Several years later, at KS's first Tang Soo Do (TSD) school (remembering my first assistant instructor), I was resolved to learn forms. I had been to several martial arts school, but had done little with forms.

The branch instructor at the TSD school showed KS the entire white-belt test exercises. This included the first beginnger hyung (TSD form), Hyung Il Bu. I asked the branch instructor ( a she) how many beginner forms; she said; "Three." I said show me all three and she did. In addition, on KS's request, she showed me the related curriculum for the three belts (white, 1st orange, 2nd orange). I trained all three beginner hyung and the related through Orange 2nd exercises.

After about 3 months, the branch instructor asked if I was ready to take the white-belt test. I said I was still learining the 3 beginner hyung and would test once I knew them well. When I promised; she relented.

After about 5 months, the branch instructor, one day, decided to spring and improptu sparring test on the class. I had always opted out of sparring and she was problably curious how her 'good' student would do--especially since I hadn't tested for white-belt, now overdue.

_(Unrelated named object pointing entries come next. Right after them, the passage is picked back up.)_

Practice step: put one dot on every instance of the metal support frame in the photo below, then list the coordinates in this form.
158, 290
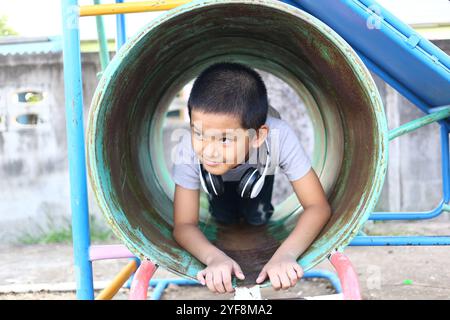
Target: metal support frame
84, 254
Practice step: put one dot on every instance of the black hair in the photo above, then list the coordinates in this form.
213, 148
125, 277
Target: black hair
233, 89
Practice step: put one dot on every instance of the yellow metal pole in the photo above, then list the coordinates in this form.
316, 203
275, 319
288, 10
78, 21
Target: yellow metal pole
130, 7
117, 283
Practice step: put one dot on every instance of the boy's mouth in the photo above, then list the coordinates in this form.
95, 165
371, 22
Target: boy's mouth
211, 163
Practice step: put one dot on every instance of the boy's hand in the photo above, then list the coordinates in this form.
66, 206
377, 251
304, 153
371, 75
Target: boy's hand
217, 275
283, 272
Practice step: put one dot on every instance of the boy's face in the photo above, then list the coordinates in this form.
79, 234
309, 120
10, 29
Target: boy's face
219, 141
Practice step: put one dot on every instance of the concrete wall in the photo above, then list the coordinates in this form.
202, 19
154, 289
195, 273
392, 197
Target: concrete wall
34, 181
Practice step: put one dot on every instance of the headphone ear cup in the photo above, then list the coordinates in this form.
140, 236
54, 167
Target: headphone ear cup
247, 182
217, 182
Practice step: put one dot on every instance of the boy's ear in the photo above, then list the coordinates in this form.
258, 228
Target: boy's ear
259, 136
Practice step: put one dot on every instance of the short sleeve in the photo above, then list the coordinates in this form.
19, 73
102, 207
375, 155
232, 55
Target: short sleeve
294, 162
185, 169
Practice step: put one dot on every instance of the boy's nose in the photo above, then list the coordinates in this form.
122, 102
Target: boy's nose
211, 152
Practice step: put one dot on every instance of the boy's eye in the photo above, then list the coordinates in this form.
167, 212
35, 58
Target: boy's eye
197, 134
227, 140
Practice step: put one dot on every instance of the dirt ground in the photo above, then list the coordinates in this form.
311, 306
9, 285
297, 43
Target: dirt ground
46, 271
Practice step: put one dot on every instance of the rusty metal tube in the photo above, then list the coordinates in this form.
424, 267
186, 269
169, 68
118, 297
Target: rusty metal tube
124, 133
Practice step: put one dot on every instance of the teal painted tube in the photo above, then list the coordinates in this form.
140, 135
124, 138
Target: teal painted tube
75, 149
126, 166
438, 113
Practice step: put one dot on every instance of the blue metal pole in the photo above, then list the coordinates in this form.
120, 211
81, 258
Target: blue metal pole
445, 163
408, 215
400, 241
413, 98
75, 147
121, 37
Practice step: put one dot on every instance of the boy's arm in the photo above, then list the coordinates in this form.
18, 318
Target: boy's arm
283, 269
186, 231
316, 214
217, 275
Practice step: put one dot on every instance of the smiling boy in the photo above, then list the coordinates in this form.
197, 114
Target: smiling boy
230, 133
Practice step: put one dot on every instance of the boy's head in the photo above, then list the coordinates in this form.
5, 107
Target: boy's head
228, 108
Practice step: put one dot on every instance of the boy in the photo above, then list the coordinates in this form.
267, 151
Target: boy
228, 109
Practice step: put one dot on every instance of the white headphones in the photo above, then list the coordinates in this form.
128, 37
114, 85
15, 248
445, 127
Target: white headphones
249, 186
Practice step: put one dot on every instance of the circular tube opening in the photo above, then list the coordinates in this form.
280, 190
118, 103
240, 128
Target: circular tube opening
124, 133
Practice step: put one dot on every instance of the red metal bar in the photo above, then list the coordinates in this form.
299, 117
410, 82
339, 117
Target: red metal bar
347, 276
139, 286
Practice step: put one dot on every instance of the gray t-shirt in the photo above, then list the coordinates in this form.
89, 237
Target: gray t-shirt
286, 152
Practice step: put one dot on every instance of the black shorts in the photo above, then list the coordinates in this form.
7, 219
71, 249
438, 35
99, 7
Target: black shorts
229, 208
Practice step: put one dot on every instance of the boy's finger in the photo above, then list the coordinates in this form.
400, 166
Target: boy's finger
274, 280
218, 281
285, 282
299, 270
238, 271
292, 275
262, 275
209, 281
201, 277
226, 276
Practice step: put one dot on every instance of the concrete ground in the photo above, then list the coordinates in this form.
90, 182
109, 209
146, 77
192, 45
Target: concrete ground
384, 272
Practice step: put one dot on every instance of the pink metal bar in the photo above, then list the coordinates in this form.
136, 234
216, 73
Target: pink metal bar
139, 286
347, 276
109, 252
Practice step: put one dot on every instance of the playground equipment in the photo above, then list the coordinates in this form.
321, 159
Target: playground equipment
124, 145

She split the class (begginers and lower ranks) into two halves, lined up across from each other. You sparred with the student across from you for a minute or two, then moved to the next student to your right, repeating. It was pretty 'light' stuff. I think I had about 6 or 7 sparring partners, including the Branch instructor who joined in.

After class, the Branch instructor approached KS and complimented, "... [I] had done well." I said, "Thanks, so how about showing me the rest of the curriculum up to 1st Degree Black_Belt? She, having an aggressive side like most TSD people, shot a challenge back, "Are you going to take your white-belt test?" She included a face indicating her disapproval, since the test was overdue.

KS said, "No, I changed my mind." Nonplussed, the aggressive she instructor shot back emphatically, "You promised!!!"

KS looked the Branch instructor right in the eye and said, "I just passed my test--I OUTSCORED EVERYONE I SPARRED, INCLUDING YOU!" After a moment of sterness, her gaze changed as she realized I was right! KS then said, "What's next in next forms?" As she got to Bassai [sp?], I asked what were the previous,and what belt level? Answer, "Pyung, 1st Degree Red-Belt." I said, "I'll stop there, teach me those." And she did.